The breastplate might be proof against arrows, and Skjaldwulf’s hunting bow was no mankiller bent to cloth yard shafts. The eye was a slender target and girded in the edges of the helm. But the foreign jarl’s horse was nervous—it knew the wolves were there, if the men were innocent—and the foreign jarl must both rein it and gesture to his men.
You could armor over the top of an arm. But there was very little that could armor the softness beneath it and still allow the freedom of movement necessary to swing a sword. And Skjaldwulf, the hunter, knew that in any animal’s body the heart lay behind the upper arm in a direct line.
Man was just another animal.
It was strange, Skjaldwulf thought, to put his sights on the life of a man. For all the fighting he had done, for all the wars his long life had encompassed, he’d never murdered before. There was no man-price in war; there was no crime in what he was about to do. But it felt momentous still.
His fingertips tingled from the bowstring as he waited his shot. The light crept down the tree trunks. Mar breathed like a black ghost beside him. The foreign jarl gestured.
Skjaldwulf let the bow pull the arrow from its rest across his fingertips.

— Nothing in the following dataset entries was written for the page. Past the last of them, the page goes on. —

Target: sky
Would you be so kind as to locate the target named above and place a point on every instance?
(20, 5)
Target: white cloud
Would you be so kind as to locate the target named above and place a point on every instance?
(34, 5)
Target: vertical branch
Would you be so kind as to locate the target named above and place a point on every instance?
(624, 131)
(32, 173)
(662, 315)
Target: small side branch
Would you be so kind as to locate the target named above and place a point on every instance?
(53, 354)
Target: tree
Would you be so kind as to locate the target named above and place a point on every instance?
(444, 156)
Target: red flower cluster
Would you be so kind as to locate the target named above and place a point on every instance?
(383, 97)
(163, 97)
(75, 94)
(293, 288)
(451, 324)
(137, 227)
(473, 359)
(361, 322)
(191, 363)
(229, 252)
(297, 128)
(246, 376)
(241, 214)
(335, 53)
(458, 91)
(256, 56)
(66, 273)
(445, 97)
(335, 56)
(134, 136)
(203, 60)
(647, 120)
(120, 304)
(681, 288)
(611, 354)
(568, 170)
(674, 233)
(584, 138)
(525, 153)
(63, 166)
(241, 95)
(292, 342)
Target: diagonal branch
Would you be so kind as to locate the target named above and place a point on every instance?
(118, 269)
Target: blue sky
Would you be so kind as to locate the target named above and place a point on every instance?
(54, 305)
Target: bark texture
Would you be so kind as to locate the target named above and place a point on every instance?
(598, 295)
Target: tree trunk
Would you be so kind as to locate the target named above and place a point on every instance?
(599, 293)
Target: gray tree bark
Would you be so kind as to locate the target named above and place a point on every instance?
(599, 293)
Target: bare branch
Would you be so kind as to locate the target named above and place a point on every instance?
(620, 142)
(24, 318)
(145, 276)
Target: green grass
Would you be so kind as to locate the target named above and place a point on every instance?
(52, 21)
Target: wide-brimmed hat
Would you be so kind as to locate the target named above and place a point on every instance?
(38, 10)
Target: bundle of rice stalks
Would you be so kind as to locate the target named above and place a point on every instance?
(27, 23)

It arched softly as it flew, the arrow silent, the twang of the bowstring loud. The thump as the shaft found its target was loud also, and in the silence that followed Skjaldwulf nocked another arrow. He’d have time, he thought, for one more before the soldiers were on him—
The ones searching the clearing turned; the shield wall, however, stood without a ripple. And then the foreign jarl windmilled and toppled, two hands of willow shaft and raven feathers still protruding under his arm as he fell to his knees, slumping over the front balustrade of his peculiar dogcart.